Greg Twinney devant les machines de General FusionLe passage à General Fusion a donné à Greg Twinney l’occasion d’avoir un impact positif dans un tout nouveau domaine. (Vishal Marapon)

Greg Twinney n’avait jamais entendu parler de General Fusion lorsqu’un chasseur de têtes l’a contacté pour tâter le terrain. Que dirait-il de tenter l’aventure? Il ne savait pas grand-chose de la fusion nucléaire, hormis quelques bribes qui restaient de lointains cours de physique au secondaire. « J’ai fait des recherches pour voir quelles perspectives s’ouvraient pour ce genre de technologie. J’ai vite compris que les débouchés de la fusion et ses impacts sur le marché étaient presque incommensurables. C’est une innovation qui va révolutionner l’économie. On parle d’une énergie propre tirée d’infimes quantités d’eau, sans déchet radioactif. C’est le Graal, un incontournable qui va tout changer. »

Greg Twinney voulait s’épanouir au quotidien. Il voulait faire en sorte que le travail soit porteur de sens pour la direction et le personnel. Telle est la mission que se donnent certains employeurs, mais ils peinent à la réaliser, a-t-il constaté.

« Le problème ne se pose pas pour General Fusion, qui veut changer le monde en produisant une énergie propre offerte partout. Le côté finances passe au second rang, vu la valeur intrinsèque dégagée. Il existe sans doute des manières plus simples de gagner sa vie, mais la mission de l’entreprise nous motive tous, les équipes et moi, alors chacun retrousse volontiers ses manches. »
Pour rester au fait des nouveautés et se donner les moyens d’agir, Greg Twinney se documente sur la physique (surtout la fusion, bien entendu) et suit attentivement les marchés de l’énergie. Il reconnaît toutefois que c’est son titre de CPA qui lui a valu d’être écouté par les décideurs de General Fusion. « Savoir lire un bilan, faire parler les chiffres en profondeur, expliquer leur sens pour l’entreprise, c’est aussi se démarquer à la table des dirigeants. Tels sont les atouts que m’a conférés le titre. »

Néanmoins, il faut encore creuser la question, à l’heure où Greg Twinney songe aux acquis qu’il laissera derrière lui. Évidemment, il se voit obligé de consacrer un temps considérable à ses fonctions, ce qui l’éloigne parfois de sa famille. « J’ai quatre enfants.
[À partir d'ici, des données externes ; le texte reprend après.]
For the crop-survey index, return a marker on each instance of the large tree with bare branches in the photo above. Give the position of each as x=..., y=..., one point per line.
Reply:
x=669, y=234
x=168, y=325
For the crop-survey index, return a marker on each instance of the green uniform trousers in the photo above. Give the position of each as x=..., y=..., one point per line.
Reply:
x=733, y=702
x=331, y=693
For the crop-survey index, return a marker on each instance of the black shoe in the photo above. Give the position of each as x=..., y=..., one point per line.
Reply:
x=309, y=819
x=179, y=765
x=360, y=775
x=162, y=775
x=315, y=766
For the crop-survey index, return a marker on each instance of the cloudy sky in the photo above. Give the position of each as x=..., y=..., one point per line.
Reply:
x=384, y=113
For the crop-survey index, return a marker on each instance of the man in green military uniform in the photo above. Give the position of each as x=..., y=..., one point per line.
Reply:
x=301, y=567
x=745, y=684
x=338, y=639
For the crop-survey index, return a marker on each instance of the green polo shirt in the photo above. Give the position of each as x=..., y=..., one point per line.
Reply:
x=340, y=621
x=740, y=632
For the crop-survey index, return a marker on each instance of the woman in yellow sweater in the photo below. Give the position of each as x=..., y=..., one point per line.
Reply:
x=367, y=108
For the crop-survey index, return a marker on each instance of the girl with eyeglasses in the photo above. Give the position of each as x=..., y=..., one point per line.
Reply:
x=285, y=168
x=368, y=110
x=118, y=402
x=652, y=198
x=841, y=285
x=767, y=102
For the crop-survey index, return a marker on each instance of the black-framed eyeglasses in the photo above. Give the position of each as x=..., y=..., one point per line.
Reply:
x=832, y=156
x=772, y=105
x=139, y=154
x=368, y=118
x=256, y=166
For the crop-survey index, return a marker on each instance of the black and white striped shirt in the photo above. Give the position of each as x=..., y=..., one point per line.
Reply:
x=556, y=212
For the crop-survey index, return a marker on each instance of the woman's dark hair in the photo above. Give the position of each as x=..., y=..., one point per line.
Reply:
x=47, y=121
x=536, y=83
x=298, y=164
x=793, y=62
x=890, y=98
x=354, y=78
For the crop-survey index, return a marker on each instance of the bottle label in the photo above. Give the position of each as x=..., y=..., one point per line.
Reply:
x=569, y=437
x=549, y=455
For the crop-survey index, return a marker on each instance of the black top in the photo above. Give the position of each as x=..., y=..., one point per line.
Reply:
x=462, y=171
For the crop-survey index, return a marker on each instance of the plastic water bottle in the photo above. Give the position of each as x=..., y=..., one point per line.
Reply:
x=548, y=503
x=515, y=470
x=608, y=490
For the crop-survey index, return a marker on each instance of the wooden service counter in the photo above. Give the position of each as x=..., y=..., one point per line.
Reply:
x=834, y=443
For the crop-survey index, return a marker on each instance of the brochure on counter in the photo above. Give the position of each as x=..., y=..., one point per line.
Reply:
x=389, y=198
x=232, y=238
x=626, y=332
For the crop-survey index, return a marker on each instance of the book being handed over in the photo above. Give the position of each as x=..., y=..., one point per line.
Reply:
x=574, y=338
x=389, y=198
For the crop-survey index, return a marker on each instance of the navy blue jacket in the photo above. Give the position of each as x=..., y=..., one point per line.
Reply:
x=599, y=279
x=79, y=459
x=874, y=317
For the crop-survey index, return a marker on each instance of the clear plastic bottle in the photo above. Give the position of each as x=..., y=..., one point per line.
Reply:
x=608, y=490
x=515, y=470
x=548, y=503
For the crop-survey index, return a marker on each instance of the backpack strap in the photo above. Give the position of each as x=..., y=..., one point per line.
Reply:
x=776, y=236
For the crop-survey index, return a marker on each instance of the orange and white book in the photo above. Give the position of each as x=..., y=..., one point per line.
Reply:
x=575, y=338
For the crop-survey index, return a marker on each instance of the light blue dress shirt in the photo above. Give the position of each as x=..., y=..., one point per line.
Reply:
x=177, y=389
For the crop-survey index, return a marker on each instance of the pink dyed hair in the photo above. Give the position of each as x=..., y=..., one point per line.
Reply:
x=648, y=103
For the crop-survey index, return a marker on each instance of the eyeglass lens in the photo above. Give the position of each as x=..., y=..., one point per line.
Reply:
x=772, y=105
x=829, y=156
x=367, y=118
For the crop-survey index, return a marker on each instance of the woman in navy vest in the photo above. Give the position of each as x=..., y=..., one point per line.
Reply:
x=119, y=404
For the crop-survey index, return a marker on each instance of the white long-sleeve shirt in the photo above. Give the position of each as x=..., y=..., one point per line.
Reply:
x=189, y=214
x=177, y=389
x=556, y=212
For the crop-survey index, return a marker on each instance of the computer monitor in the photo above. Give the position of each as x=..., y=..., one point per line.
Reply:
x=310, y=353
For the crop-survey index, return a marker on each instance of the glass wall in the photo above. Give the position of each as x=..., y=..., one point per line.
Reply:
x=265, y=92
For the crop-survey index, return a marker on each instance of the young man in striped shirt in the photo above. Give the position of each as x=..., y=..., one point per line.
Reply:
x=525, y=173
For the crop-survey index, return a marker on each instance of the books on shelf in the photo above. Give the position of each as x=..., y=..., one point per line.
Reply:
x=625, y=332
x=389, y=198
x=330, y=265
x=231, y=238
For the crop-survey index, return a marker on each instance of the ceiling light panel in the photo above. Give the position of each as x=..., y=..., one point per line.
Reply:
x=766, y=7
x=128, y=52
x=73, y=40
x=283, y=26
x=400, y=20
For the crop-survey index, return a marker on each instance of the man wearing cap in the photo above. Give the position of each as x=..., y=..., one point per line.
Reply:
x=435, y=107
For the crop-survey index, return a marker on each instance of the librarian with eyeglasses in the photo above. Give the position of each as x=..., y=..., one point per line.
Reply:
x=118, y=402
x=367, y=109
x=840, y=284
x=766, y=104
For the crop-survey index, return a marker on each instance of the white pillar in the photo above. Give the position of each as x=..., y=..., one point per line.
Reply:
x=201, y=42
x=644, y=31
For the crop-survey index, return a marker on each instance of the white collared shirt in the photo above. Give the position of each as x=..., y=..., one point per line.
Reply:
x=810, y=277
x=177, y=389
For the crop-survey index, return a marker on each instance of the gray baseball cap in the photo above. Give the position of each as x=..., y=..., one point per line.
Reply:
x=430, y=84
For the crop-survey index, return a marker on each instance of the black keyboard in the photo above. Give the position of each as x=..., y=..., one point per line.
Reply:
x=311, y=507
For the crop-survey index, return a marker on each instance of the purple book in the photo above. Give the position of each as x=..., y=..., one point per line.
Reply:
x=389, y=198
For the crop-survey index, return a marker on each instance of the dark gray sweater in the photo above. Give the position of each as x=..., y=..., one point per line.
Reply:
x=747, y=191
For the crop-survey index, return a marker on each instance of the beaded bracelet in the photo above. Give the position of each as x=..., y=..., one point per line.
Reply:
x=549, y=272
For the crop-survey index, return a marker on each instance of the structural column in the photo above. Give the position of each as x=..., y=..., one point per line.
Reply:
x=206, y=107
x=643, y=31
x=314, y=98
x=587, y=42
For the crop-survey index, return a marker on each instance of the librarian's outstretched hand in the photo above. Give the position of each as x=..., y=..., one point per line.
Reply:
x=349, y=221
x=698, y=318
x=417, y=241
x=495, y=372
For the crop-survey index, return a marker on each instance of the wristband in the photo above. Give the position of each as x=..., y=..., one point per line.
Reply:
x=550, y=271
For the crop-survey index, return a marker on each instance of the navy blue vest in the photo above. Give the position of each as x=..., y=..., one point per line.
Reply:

Suis-je en train de troquer des moments privilégiés avec eux contre un travail qui, somme toute, se résume à une rémunération? Il serait dommage qu’ils pensent que j’échange notre temps contre de l’argent. »

Fort heureusement, ses enfants, en particulier Olivia, sont fiers de leur père. Qui parle encore et toujours de millions, de milliards, de milliers de milliards, résolu à faire avancer General Fusion. Mais freiner le changement climatique, voilà sans conteste une noble mission, tout le monde est d’accord.